New strain of avian flu begins to spread through China

Last week in China, a strain of the bird flu labeled H7N9 virus killed six of the 21 Chinese citizens reported to have contracted the disease. Though the spread of the disease may seem minimal, many flu researchers say the number of cases is relatively large for the early stage of the outbreak. The first case of a H7N9 was reported in mid-February and has since been confirmed in several locations nationwide.

The Shanghai Center for Disease Control and Prevention reported no evidence suggesting the disease can spread among human beings. Current cases have occurred from contact with infected birds. However, Shanghai officials are taking every necessary precaution to prevent further spread of the disease. Last Thursday, more than 20,000 birds at a market in Songjiang were slaughtered after a report of an infected pigeon. Though these precautions seem drastic, local authorities say it was necessary because of hidden symptoms of the H7N9 strain in birds. Unlike previous strains such as H5N1, birds infected with the H7N9 strain display no signs of illness, making detection and tracking of the disease much more arduous.

The U.S. Centers for Disease Control and Prevention is working with China to further quell the spread of the disease and has told U.S. citizens to be on the lookout for any symptoms. The CDC created diagnostic kits for Chinese and U.S. citizens, and hopes to create a vaccine should the disease begin to spread among humans.

The emergence of this new, and possibly deadly, strain alludes to the H5N1 bird flu outbreak of 2003, which killed about 60 percent of the 622 people infected. Researchers are unsure how the H7N9 virus will compare to H5N1, but many are worried that the new strain is adapting to infect mammals.
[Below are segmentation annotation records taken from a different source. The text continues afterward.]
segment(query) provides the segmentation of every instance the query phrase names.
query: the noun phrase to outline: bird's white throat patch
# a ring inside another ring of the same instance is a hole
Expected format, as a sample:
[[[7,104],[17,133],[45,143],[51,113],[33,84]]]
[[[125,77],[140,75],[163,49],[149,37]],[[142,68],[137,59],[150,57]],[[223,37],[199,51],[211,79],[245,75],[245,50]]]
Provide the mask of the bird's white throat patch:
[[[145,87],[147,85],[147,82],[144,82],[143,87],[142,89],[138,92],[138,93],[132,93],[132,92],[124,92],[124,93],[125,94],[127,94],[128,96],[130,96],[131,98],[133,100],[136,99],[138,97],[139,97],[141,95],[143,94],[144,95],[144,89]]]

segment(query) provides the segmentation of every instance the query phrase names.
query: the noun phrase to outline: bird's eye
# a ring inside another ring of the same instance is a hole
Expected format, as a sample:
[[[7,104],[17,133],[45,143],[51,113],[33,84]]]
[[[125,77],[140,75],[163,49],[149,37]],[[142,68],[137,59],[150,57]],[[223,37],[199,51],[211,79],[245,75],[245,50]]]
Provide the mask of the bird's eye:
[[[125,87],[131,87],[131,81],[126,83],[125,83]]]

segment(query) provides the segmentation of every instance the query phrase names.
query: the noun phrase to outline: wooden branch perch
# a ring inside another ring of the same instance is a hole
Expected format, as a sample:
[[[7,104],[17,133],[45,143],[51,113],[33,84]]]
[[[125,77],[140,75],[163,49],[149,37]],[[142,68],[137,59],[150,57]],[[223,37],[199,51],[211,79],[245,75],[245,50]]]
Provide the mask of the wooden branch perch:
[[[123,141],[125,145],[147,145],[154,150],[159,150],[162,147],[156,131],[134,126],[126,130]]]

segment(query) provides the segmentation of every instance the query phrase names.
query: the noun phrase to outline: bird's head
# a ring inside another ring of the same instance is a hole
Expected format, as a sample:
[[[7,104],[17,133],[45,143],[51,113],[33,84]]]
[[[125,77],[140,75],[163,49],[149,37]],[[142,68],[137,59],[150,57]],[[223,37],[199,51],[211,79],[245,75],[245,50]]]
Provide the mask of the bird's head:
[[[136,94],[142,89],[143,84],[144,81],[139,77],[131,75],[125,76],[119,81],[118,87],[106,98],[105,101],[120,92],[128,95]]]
The outbreak of the H7N9 virus in China will be an important story to follow for the SDSU students attending the study abroad course this summer in Xiamen, China. The two-week course will focus on the spread of infectious diseases and global change in China.

Three-year study provides evidence on the origins of life

For millennia, human beings have asked the unsolvable question, “Why are we here?” One approach to answering this perplexing inquiry is with another question: “How did we get here?”

A three-year study by Florida State University College of Medicine structural biologist Michael Blaber and his research team sought to peel back the mystery to discover just how life came to be more than 3.5 billion years ago.

Blaber’s study suggests 10 amino acids that may have existed before Earth’s environment was able to sustain life, were able to form proteins that could fold in high-salt environments. The proteins formed by these prebiotic amino acids would then be capable of carrying out basic metabolic activities for the first organisms on the Earth.

The results of Blaber’s study are among many other theories concerning the origin of life. Many of these theories suggest ribonucleic acid molecules were the original building blocks of life. Other theories suggest life only adapted to high-salt environments and were created in high-temperature environments such as hydrothermal vents in the ocean. Blaber said life took a much different path than was previously thought.

“There are numerous niches that life can evolve into,” Blaber said in a press release. “For example, extremophiles are organisms that exist in high temperatures, high acidity, extreme cold…and so on. For life to exist in such environments it is essential that proteins are able to adapt in those conditions. In other words, they have to be able to fold.”

Recent evidence of the presence of amino acids in comet fragments suggest the building blocks of life were brought from the cosmos. Of the 20 common amino acids, 10 are created through biotic pathways and the other 10 were created through chemical processes predating the origin of life. Blaber used this piece of information to experiment on the different ways these amino acids formed peptide bonds. From this, he was able to create a protein from 12 of the amino acids that are capable of folding.

Should Blaber’s theory hold true, scientists across the globe will have to rethink the process that led to life’s arrival.